Mme Mireille adressa à l’officier des signes d’intelligence qu’il ne comprit point et disparut. Mme Bambou arriva peu après.

Elle le prit par la main, le conduisit jusqu’à sa chambre où il trouva, prête à le satisfaire, la femme vers qui allaient ses convoitises et qui, pour la première fois depuis son mariage, refit, par devoir, professionnellement, c’est-à-dire sans amour, le geste de l’amour.

XII

Le capitaine William-George Ellis revint seul plusieurs fois rue des Trois-Raisins. Il éprouva, à chaque nouvelle visite, la même joie des sens à quoi s’ajoutait cette satisfaction que donne à l’homme sérieux, et qui sait la valeur des choses, l’impression qu’il en a pour son argent.

Puis, comme il était exempt d’égoïsme, comme, dans toutes les armées, il est de tradition de passer à ses meilleurs camarades, afin qu’ils la puissent apprécier, la femme qui vous a réjoui, il présenta ses deux amis à celle qui lui avait révélé l’amour selon les méthodes françaises, méthodes que, sans être taxés de chauvinisme, nous sommes fondés à déclarer incomparables puisque, dans les cinq parties du monde, on le va répétant.

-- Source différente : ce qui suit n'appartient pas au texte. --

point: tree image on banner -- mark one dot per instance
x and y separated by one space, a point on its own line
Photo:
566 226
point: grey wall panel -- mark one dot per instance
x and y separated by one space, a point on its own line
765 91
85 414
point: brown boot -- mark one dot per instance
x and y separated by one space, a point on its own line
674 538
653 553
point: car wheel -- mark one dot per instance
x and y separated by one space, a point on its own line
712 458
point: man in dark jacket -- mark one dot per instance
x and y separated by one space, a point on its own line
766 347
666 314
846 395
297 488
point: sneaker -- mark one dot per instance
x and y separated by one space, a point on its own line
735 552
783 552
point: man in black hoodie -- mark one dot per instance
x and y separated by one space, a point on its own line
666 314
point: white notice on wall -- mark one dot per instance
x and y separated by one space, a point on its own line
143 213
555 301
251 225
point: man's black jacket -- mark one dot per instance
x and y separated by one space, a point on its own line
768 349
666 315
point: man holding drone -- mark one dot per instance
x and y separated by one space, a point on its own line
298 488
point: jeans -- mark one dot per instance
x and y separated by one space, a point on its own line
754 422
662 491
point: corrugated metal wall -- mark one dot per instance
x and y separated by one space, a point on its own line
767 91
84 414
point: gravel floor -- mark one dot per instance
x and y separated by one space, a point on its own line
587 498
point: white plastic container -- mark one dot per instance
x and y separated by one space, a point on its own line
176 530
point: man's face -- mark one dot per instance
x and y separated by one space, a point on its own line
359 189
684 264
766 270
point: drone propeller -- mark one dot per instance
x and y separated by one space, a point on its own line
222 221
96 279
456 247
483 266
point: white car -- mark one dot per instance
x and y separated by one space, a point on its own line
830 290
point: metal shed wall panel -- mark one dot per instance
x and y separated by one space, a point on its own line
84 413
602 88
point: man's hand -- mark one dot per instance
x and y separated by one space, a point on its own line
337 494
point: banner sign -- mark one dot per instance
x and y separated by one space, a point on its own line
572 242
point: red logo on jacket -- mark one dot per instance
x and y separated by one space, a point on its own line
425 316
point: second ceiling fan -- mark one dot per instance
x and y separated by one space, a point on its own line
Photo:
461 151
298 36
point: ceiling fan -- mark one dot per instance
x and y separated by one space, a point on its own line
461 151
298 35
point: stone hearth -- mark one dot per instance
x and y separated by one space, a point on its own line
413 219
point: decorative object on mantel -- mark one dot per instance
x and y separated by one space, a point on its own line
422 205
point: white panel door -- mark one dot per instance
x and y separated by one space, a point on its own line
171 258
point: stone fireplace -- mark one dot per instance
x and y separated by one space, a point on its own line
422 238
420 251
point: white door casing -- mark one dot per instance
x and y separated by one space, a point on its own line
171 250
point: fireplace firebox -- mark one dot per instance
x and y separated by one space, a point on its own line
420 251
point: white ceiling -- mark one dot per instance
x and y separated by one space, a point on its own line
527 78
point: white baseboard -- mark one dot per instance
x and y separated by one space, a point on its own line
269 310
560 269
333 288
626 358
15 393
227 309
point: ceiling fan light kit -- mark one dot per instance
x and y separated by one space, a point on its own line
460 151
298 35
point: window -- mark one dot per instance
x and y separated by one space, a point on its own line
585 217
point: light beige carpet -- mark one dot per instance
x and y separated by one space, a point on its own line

Mme Mireille accueillit les trois hommes avec cette correction, cette aménité tranquille que sa longue fréquentation des messieurs lui avait permis d’acquérir et qu’elle tâchait, sans toujours y parvenir, à inculquer aux dames placées sous sa direction.

Selon les conditions fixées une fois pour toutes par le capitaine William-George Ellis, ils acquirent, eux aussi, licence de tenir entre leurs bras cette femme puissante, saine et attentive, cette technicienne éprouvée, douée à un si haut degré de conscience professionnelle, en compagnie de qui ils se sentaient en si parfaite sécurité et qui marquait tant d’empressement à les satisfaire.

Ayant le goût de l’ordre, de la régularité, ils décidèrent de faire chacun une visite hebdomadaire à leur amie commune.

Ils établirent entre eux un roulement et choisirent les après-midi du lundi, du jeudi, du samedi. Mme Mireille y souscrivit.

Elle les attendait maintenant dans la chambre de Mme Bambou, car il avait bien fallu mettre la négresse dans la confidence.

Ils arrivaient toujours avec cette ponctualité qui caractérise les gentlemen : en même temps que le quart de quatre heures sonnait à l’Église Cathédrale.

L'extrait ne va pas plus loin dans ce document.